Hi, I'm Kante Yin 👋

Software Engineer | OpenSource Advocate | Cat Keeper | Sports Enthusiast ⚽️ 🏀 🥊


The Headroom of Optimization

Working on system optimization these days, joined a lot of meetings and talked a lot with the potential customers, also questioned a lot by them. Most of them, or even all of them, show great interest in the optimization solution, who can reject the idea of optimization?

However, it’s really important for us to tell who will be our target customers, what’s the selection criteria. Mostly because we’re a small team and we have very limit time to work with all kinds of problems, although we can since we’re a generic optimization platform.

Then I started to think about the How to calculate the headroom of optimization? Because it defines how great we can be, how many improvements we can bring to the customers, of course how much money we can make.

If we take the HPO (Hyperparameter Optimization) as an example, the search space is defined by the hyperparameters, which can be the number of layers, the learning rate, the batch size, etc. The more hyperparameters we have, the larger the search space becomes. Then the first dimension is the number of impacting factors, which is usually referred to as the Search Space.

For each search space, one interesting thing is some of them have the upper bound, which is usually defined by the physical limits of the system, e.g. the maximum utilization of a cluster. Then it’s really easy to calculate the headroom of the optimization.

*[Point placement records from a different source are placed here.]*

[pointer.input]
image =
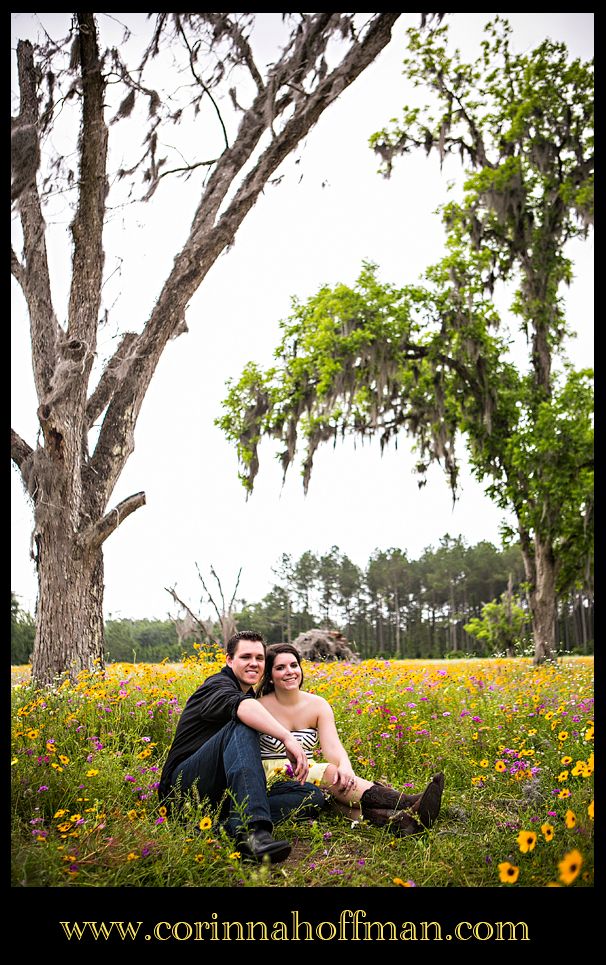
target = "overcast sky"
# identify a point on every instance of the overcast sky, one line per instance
(304, 232)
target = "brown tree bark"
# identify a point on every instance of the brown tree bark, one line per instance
(69, 487)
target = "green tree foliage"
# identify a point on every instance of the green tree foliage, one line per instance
(432, 360)
(501, 626)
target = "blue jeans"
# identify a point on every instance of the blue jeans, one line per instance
(231, 761)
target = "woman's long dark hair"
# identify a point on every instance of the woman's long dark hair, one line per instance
(272, 652)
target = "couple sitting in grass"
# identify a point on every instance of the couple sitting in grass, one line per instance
(260, 750)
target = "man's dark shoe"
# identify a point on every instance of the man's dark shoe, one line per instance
(400, 823)
(259, 844)
(428, 808)
(382, 796)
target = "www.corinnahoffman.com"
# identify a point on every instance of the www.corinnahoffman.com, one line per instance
(349, 926)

The second dimension must be the Scale Size, which decides the great potential for optimization. For example, the Kubernetes scheduling problem, if you’re running a small cluster with only a few nodes, the optimization space is very limited. Even you improved like 10% utilization of a 10-nodes cluster, it equals 1 node, which is not that impressive. But if you’re running a large cluster with thousands of nodes, the same 10% improvement means 100 nodes, which is a huge difference. But yes, if it’s a GPU cluster, 10% improvement is also significant, because GPU is really expensive, which leads to the third dimension, impact weight.

Impact Weight means the per unit impact of the optimization, which can be defined by the cost of the resources, the time saved, or the performance improvement. As mentioned, optimizing a GPU is more valuable than optimizing a CPU.

However, the optimization is not free, it comes with a cost, which is the Cost Factor. From 0 to 60% is usually easy, but from 60% to 80% is hard, and from 80% to 100% is extremely hard. The cost factor can be defined by the time spent, the resources consumed, or the complexity of the optimization algorithm.

So generally a headroom of optimization can be calculated by the formula :

$$ \text{Headroom} \approx \frac{(\text{Search Space}) \times (\text{Scale Size}) \times (\text{Impact Weight})}{\text{Cost Factor}} $$

where:

  • Search Space is the number of impacting factors, e.g. number of hyperparameters. For bounded search space, it’s easy to find the upper limit, like the node utilization in a cluster.
  • Scale Size is the size of the system being optimized, e.g. number of nodes in a cluster.
  • Impact Weight is the value of each unit of improvement, e.g. cost of a GPU vs a CPU.
  • Cost Factor is the cost of the optimization, which constrains the maximum improvement we can achieve, e.g. time spent, resources consumed, or complexity of the algorithm.

Keep rolling with the optimization.